The only remaining question is how to integrate Jasnator into Data Factory? Jasnator is a Javascript library, so the natural solution is to host in Node, packaged as an Azure Function. Here’s an example in Typescript:

 1
 2
 3
 4
 5
 6
 7
 8
 9
10
11
12
13
14
15
16
17
18
19
20
21
22
23
24
25
26
27
28
29
30
31
32
33
34
35
36
37


import { AzureFunction, Context, HttpRequest } from "@azure/functions"
import * as jsonata from "jsonata"

const convertJSON: AzureFunction = async function (context: Context, req: HttpRequest): Promise<void> {
    const transformExpression:string = req.body && req.body.transform;
    const inputBlobName:string = req.body && req.body.blobName;
    let responseMessage = ""
    let responseCode = 200
    try{
        if(req.method !== "POST"){
            throw new Error("Expect JSON passed on the POST method")
        }
        if(inputBlobName === undefined || inputBlobName.length < 1){
            throw new Error("No input blob name found")
        }
        if(transformExpression === undefined || transformExpression.length < 1){
            throw new Error("No transformation expression found")
        }
        const expression = jsonata(transformExpression);
        const result = expression.evaluate(context.bindings.inputBlob);
        context.bindings.outputBlob = result 
        context.log('Processed a request.');
        responseMessage = "Wrote to output blob: "+inputBlobName;
    
    } catch (e){
        responseMessage = e.toString()
        context.log('Failed a request: '+responseMessage);
        responseCode = 500
    }
    context.res = {
        status: responseCode,
        body: responseMessage
    };

};

export default convertJSON;

The function has input/output bindings of HTTP and BlobStorage.
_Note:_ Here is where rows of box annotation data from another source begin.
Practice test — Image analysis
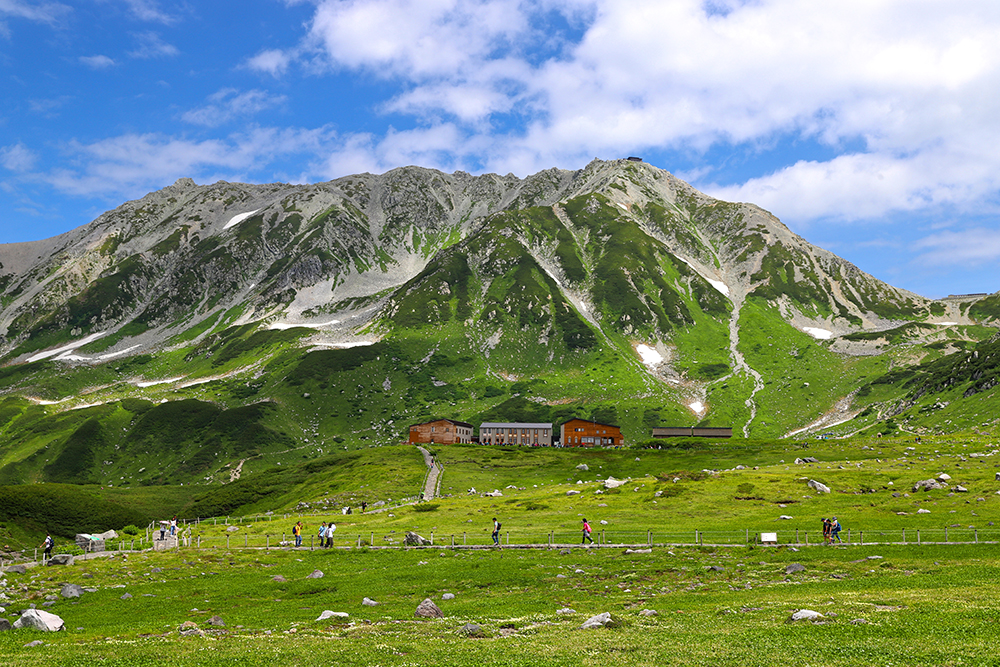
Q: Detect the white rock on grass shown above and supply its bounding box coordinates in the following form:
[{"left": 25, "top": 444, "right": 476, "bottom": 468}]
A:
[{"left": 13, "top": 609, "right": 65, "bottom": 632}]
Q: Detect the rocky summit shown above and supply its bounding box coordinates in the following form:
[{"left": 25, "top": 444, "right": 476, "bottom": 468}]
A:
[{"left": 0, "top": 160, "right": 1000, "bottom": 483}]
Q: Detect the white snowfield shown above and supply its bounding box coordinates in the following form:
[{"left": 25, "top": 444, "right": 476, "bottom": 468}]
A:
[
  {"left": 222, "top": 209, "right": 261, "bottom": 230},
  {"left": 635, "top": 345, "right": 663, "bottom": 368},
  {"left": 802, "top": 327, "right": 833, "bottom": 340},
  {"left": 705, "top": 278, "right": 729, "bottom": 296}
]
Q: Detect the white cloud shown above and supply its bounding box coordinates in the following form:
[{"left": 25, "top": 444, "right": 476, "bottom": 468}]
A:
[
  {"left": 181, "top": 88, "right": 286, "bottom": 127},
  {"left": 913, "top": 227, "right": 1000, "bottom": 267},
  {"left": 247, "top": 49, "right": 292, "bottom": 77},
  {"left": 80, "top": 55, "right": 115, "bottom": 69},
  {"left": 0, "top": 142, "right": 38, "bottom": 172},
  {"left": 128, "top": 31, "right": 180, "bottom": 60}
]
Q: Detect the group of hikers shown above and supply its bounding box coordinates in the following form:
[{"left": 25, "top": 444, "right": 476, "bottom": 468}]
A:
[{"left": 823, "top": 517, "right": 843, "bottom": 544}]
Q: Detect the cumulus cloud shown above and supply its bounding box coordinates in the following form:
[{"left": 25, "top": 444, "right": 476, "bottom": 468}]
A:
[
  {"left": 181, "top": 88, "right": 285, "bottom": 127},
  {"left": 80, "top": 55, "right": 115, "bottom": 69},
  {"left": 0, "top": 142, "right": 38, "bottom": 172},
  {"left": 128, "top": 31, "right": 180, "bottom": 60}
]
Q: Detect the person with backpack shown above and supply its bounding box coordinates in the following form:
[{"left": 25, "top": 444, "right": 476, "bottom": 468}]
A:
[
  {"left": 40, "top": 532, "right": 56, "bottom": 563},
  {"left": 830, "top": 517, "right": 843, "bottom": 544}
]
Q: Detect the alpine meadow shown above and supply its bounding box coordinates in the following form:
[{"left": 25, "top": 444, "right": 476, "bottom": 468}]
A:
[{"left": 0, "top": 159, "right": 1000, "bottom": 667}]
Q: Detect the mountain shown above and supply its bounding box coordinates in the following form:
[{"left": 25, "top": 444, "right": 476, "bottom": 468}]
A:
[{"left": 0, "top": 160, "right": 998, "bottom": 483}]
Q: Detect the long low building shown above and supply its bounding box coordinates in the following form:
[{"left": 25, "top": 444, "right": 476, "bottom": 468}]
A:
[
  {"left": 479, "top": 422, "right": 552, "bottom": 447},
  {"left": 410, "top": 419, "right": 473, "bottom": 445}
]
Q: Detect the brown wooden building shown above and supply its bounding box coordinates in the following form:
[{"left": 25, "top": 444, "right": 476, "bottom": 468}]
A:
[
  {"left": 559, "top": 417, "right": 624, "bottom": 447},
  {"left": 410, "top": 419, "right": 472, "bottom": 445}
]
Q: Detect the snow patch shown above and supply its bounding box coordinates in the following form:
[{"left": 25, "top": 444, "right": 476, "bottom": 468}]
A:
[
  {"left": 705, "top": 278, "right": 729, "bottom": 296},
  {"left": 222, "top": 209, "right": 262, "bottom": 230},
  {"left": 802, "top": 327, "right": 833, "bottom": 340},
  {"left": 268, "top": 320, "right": 340, "bottom": 331},
  {"left": 28, "top": 331, "right": 107, "bottom": 364},
  {"left": 135, "top": 375, "right": 184, "bottom": 389},
  {"left": 635, "top": 345, "right": 663, "bottom": 368}
]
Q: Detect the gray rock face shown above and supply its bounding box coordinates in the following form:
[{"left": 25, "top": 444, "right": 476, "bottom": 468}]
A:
[
  {"left": 14, "top": 609, "right": 65, "bottom": 632},
  {"left": 413, "top": 598, "right": 444, "bottom": 618},
  {"left": 403, "top": 530, "right": 432, "bottom": 547},
  {"left": 59, "top": 584, "right": 84, "bottom": 598}
]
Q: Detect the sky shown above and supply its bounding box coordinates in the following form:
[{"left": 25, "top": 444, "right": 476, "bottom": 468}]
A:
[{"left": 0, "top": 0, "right": 1000, "bottom": 297}]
Pass the name of the blob and the transform to execute as a JSON POST payload to execute the transform.

1
2
3
4


{ 
    "blobName": "Example.json",
    "transform":"Issues.[{'id':$.Id,'v':Values{Key:Value}}]"
} 

The transformed file is written to output bound Blob Storage from where it can be picked up for onward processing within Data Factory.

I found this approach to be very usable and quick to iterate. I hope you find it useful.